The Role of Fractalkine as an Accelerating Factor on the Autoimmune Exocrinopathy in Mice

Abstract

Sjögren's syndrome (SS) is an organ-specific autoimmune disease caused by the progressive loss of exocrine glands and is associated with several autoimmune phenomena. Various research studies have been performed, and many molecules have been suggested as responsible for the pathogenesis of SS. Here the authors show the increased expression of fractalkine (CX(3)CL1) in lacrimal glands of SS model mice. Among more than 50 known chemokines, fractalkine is the sole member of the CX(3)C family and has unique structural and functional attributes.

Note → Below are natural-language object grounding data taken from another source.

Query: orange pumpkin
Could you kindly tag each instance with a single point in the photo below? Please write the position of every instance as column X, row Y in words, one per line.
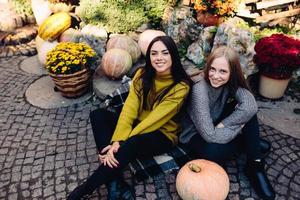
column 202, row 179
column 126, row 43
column 146, row 37
column 115, row 63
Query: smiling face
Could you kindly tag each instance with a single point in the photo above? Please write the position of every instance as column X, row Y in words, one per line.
column 160, row 58
column 219, row 72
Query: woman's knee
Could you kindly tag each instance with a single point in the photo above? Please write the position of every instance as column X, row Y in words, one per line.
column 99, row 114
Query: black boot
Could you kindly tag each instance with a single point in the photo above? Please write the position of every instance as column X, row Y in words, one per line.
column 119, row 190
column 265, row 147
column 258, row 179
column 80, row 192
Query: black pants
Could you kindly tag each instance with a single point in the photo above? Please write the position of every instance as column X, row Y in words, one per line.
column 139, row 146
column 248, row 141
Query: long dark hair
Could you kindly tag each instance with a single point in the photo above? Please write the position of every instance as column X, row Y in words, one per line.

The purpose of this study was to analyze the role of fractalkine in exocrine glands. The expression of fractalkine in the lacrimal glands of thymectomized NFS/sld mice was investigated by immunohistochemistry and RT-PCR. To confirm the effects of fractalkine in exocrine glands, tissue-specific fractalkine transgenic mice were generated using the salivary amylase promoter. The results demonstrated the upregulated fractalkine expression in thymectomized NFS/sld mice. Furthermore, the lacrimal and salivary gland-specific fractalkine transgenic mice showed the expression of fragmented fractalkine and lymphocytic infiltration in their lacrimal and submandibular glands. Interestingly, the dominant population was B cells in the lacrimal glands, whereas B cells and CD4(+) T cells were infiltrated in the submandibular glands. These mice also demonstrated slightly decreased tear and salivary secretion compared with wild-type mice. Based on these results, it may be that fractalkine contributes to the development of SS, especially in lymphocyte migration to exocrine glands, and that it accelerates the disease in association with other molecules.